WRITER & DIRECTOR: Juan Jose Campanella
BUDGET: $2,000,000 (estimated)
GROSS (USA): $6,207,191
if The Secret In Their Eyes sounds familiar it may be because you watched the academy awards earlier this year and saw this film win the oscar for best foreign language film. it beat out my pick, The White Ribbon and at the time i was a little surprised because i thought The White Ribbon was a good film and it seemed to have all the "hype" behind it (what with also getting a cinematography nod and having a director with a name behind it - michael haneke).
well don't call me surprised anymore. having just seen The Secret In Their Eyes i can tell you that the academy voters definitely made the right choice.

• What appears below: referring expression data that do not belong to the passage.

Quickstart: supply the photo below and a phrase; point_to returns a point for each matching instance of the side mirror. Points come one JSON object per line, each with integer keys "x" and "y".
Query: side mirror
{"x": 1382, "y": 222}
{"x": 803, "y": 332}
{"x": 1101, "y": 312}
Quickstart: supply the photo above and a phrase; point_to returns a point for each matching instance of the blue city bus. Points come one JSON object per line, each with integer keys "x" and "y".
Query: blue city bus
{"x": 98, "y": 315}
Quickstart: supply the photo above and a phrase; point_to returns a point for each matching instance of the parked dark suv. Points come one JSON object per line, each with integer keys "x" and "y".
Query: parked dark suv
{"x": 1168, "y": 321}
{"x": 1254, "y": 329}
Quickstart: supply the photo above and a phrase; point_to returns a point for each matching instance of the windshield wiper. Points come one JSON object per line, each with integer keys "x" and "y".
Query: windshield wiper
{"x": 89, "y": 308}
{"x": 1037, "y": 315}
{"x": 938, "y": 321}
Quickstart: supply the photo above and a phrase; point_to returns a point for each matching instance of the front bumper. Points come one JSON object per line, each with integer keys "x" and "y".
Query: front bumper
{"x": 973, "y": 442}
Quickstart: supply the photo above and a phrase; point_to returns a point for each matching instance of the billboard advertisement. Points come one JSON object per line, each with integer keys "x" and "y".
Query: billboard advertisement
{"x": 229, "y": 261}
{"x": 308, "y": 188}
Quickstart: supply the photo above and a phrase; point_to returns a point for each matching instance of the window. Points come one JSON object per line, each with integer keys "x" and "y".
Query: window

the film takes place in buenos aires in 1999 as retired argentinian federal justice agent benjamín espósito is writing a novel, using an old closed case as the source material. the case happened 25 years ago and it is one that he has never been able to forget. the film cuts back and forth between present day (1999) and the mid-70s as events unfolded.
while the case is at the heart of the film, this isn't a whodunit. in fact the mystery of the crime isn't that complicated nor is it the focus of the movie. really the crimes effect on the characters is what matters here. from esposito to his friend sandoval, their boss irene (who he has been in love with for 25 years) and the victims husband.
it was interesting, because it doesn't take them that long to figure out who actually committed the horrific crime. and as i watched, part of me wondered what the rest of the film was going to be about once they caught the guy. how would they drag out the rest of the film and what would be the point. well, the point was these characters and their relationships to each other and their search for some kind of truth and justice. there is no dragging here. and the film is also just so wonderfully put together.
from a pure technical view point the direction and editing are brilliant. the way campanella made many of the transitions between the scenes from the 70s and 1999 was sublime. in one scene irene and esposito are talking on the phone late at night in 1999 and he asks her is she wants to talk some more. she replies that no, she will just make some tea and try to fall asleep. cut to her hand stirring a tea cup in 1975.
that is just one obvious example and it might sound a little corny, but trust me when i tell you it is seamless and beautiful and it would sometimes bring a wry smile to my face in appreciation of some edit or transition that worked perfectly while also kind of being a little wink at the audience asking, "did you catch that?" the great direction and editing brought to mind another film that also does the back-and-forth many years apart thing so well. the french canadian film Le Confessional from director robert lepage.
juan jose campanella co-wrote, directed and edited The Secret In Their Eyes and he obviously had a strong vision (no pun intended) for this film, which he beautifully managed to capture in what has been presented to us, the audience, in the final product up on screen.